Plus particulièrement, les vêtements représentent près de 40% des invendus en France : 1 vêtement produit sur 3 ne sera jamais utilisé… Cela est d’autant plus grave que les marques et les différentes institutions ont des difficultés à gérer les vêtements invendus. C’est notamment ce que montre le documentaire de France 5 d’Hugo Clément (Sur le Front – Où finissent nos vêtements ?), qui souligne le poids environnemental des incinérations de vêtements ainsi que les déchetteries en plein air au Ghana, constitué de vêtements invendus européens.

Hugo Clément reportage France 5 loi AGEC

C’est pourquoi cette loi AGEC est si importante. Un changement drastique dans cette industrie de la mode pourrait avoir un impact global très positif. 

De plus, l’un des autres problèmes de l’industrie de la mode aujourd’hui, c’est que les marques de la fast fashion ne payent pas le prix écologique de leur production. Ils peuvent ainsi créer des vêtements de mauvaise qualité, qui ne sont pas recyclables et réutilisables. Ainsi, ils produisent pour des coûts financiers très bas, mais des coûts écologiques très importants. Cela constitue un avantage déloyal face aux nombreuses marques éthiques émergentes, qui produisent des vêtements de qualité. Il s’agit donc de créer un système qui compense cette inégalité pour permettre l’apparition d’une économie plus durable.
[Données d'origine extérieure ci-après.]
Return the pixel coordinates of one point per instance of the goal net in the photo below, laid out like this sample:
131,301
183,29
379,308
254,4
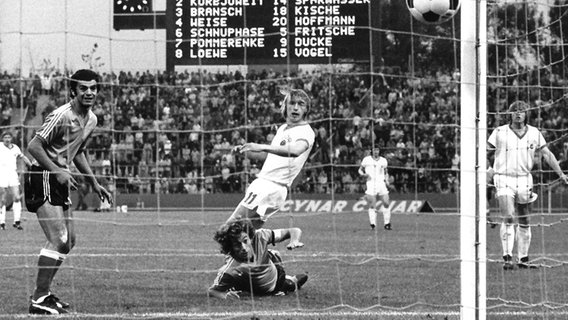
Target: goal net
163,147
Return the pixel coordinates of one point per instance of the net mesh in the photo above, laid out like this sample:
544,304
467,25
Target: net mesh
162,146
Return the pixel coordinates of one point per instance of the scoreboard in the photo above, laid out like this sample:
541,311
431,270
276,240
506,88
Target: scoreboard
223,32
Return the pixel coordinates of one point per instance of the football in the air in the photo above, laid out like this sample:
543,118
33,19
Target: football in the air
433,11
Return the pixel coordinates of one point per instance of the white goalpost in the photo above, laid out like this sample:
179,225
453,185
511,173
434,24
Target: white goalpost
473,164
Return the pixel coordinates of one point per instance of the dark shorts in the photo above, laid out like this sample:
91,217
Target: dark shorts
281,284
40,185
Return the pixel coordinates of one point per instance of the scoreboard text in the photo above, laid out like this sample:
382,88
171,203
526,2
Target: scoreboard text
219,32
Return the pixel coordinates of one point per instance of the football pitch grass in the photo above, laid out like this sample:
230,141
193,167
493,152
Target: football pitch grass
159,264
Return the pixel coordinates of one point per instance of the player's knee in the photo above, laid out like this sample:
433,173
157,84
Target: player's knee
509,219
64,243
523,222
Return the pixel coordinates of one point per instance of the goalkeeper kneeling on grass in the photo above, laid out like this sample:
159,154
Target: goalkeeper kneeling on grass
251,266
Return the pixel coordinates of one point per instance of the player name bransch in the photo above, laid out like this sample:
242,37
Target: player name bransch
226,3
324,21
216,12
226,32
303,2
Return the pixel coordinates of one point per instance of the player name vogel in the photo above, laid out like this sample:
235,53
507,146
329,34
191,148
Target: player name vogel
222,53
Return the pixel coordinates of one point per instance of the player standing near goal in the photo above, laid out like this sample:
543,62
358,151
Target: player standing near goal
59,143
250,265
374,169
10,180
286,155
515,146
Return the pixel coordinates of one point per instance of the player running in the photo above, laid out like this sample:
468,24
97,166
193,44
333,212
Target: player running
286,156
10,180
374,169
59,143
516,145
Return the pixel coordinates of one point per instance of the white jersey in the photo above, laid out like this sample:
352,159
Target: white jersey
9,159
283,170
514,155
376,169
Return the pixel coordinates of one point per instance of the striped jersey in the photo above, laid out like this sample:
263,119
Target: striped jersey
9,158
65,133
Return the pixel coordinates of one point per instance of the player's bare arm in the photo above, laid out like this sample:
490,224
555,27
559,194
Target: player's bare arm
294,234
36,148
293,150
26,160
82,165
550,158
490,159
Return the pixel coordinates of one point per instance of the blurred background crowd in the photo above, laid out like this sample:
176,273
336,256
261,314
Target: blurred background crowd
173,132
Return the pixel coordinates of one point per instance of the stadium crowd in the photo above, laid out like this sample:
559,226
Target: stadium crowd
173,132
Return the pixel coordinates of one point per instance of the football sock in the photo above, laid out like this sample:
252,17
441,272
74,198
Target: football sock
507,232
17,207
386,215
48,263
373,216
524,236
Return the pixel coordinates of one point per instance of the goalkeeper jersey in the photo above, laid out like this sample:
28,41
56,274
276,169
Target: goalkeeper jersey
261,273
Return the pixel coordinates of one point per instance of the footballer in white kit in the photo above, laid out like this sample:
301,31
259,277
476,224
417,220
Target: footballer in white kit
374,168
286,155
9,179
515,146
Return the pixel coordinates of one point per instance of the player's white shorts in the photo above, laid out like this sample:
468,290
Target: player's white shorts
9,179
377,188
264,196
518,187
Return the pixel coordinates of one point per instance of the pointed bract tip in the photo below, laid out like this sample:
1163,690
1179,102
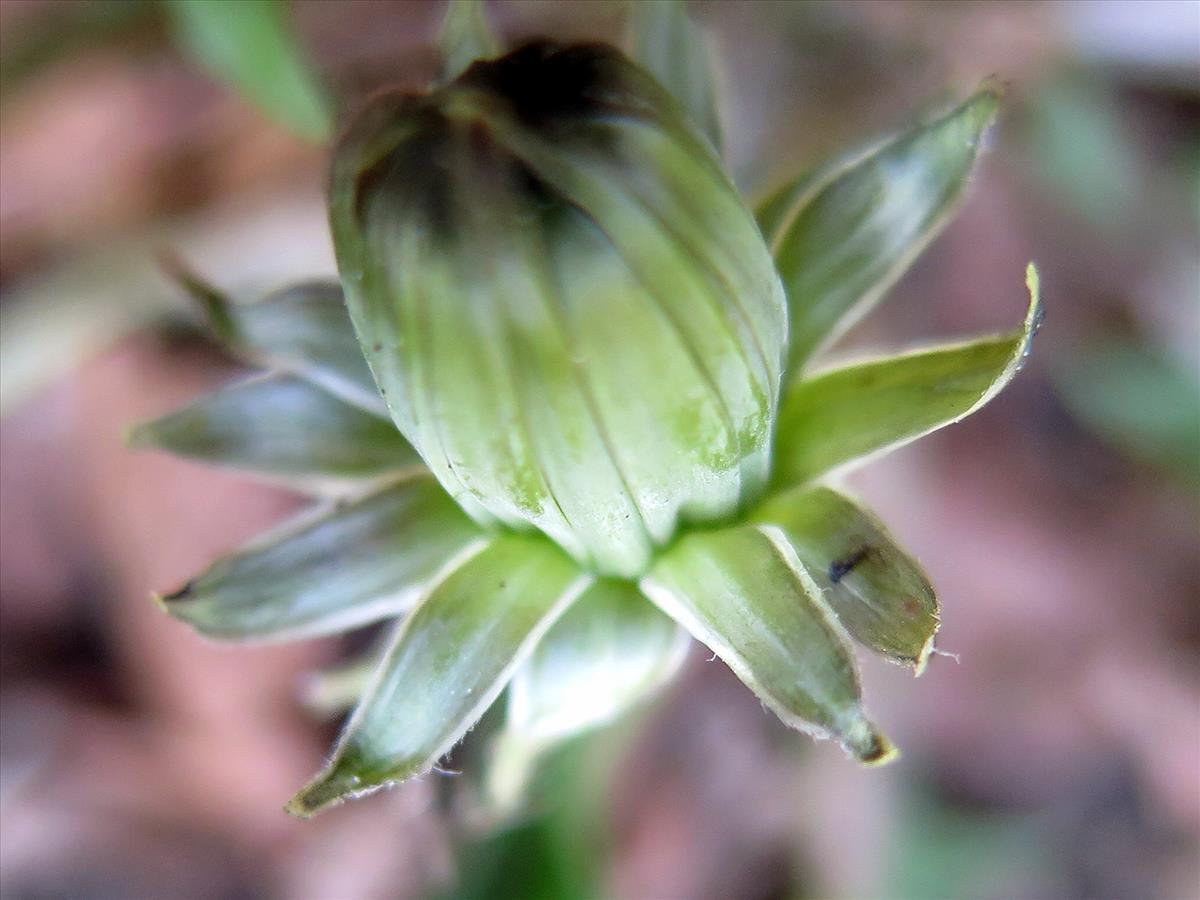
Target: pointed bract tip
211,301
329,789
333,786
868,745
922,661
1036,315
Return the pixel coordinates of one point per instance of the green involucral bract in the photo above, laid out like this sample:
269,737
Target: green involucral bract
568,306
556,389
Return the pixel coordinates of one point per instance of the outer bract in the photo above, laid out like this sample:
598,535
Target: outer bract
569,310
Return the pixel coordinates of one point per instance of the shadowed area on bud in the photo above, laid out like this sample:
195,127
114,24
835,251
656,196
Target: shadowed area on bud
565,303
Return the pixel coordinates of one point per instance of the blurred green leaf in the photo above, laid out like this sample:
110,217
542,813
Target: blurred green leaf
841,237
317,575
673,48
743,593
285,429
465,37
251,46
304,329
847,414
877,591
1139,400
449,661
607,653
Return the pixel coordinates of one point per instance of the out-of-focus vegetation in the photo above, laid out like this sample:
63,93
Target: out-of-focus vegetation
1056,759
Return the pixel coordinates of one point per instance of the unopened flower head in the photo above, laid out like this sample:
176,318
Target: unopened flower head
569,309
Quels sont les points d’améliorations de cette loi pour la fast fashion ?

Cette loi est positive car elle constitue un symbole pour la lutte écologique. Cette loi permet donc d’inciter un mouvement de transformation de cette industrie plus rapide. Toutefois, elle est grandement perfectible et il est possible de l’approfondir. On peut notamment souligner les faibles sanctions mises en place par cette loi. Même si les marques ne respectent pas la plupart des conditions de cette loi, 15k€ par manquement restera une somme négligeable face aux chiffres d’affaires des géants de la fast fashion comme Shein par exemple. 

Il y a de nombreuses pistes d’amélioration et d’approfondissement de cette loi. Nous avons donc décidé de sélectionner certains des chantiers que nous trouvons particulièrement importants chez SuitUs. Par exemple, l’un des problèmes majeurs de la production de vêtements aujourd’hui est lié au lieu de production : ils sont produits dans des pays où la ressource énergétique est très polluante. C’est pourquoi il est nécessaire de favoriser la production dans des pays où l’énergie est plus verte, comme la France par exemple. 

De plus, il est important d’imposer des normes sur la composition des vêtements : il faut éviter que les vêtements produits ne soient pas réutilisables à cause d’une utilisation de matériaux de mauvaise qualité. Il est également important de multiplier les initiatives d’entreprise basées sur les vêtements de seconde main. 

Finalement, même si la législation a un poids très important dans cette lutte, vous pouvez vous aussi avoir un impact positif. Tout d’abord, grâce à votre consommation : n’hésitez pas à soutenir les marques éthiques et durables, qui produisent des vêtements de qualité. Vous pouvez également signer la pétition d’En Mode Climat sur la problématique de gestion des vêtements européens en Afrique ! 

Merci d’avoir lu cet article jusqu’au bout, et à très vite pour un nouvel article sur l’univers de la mode.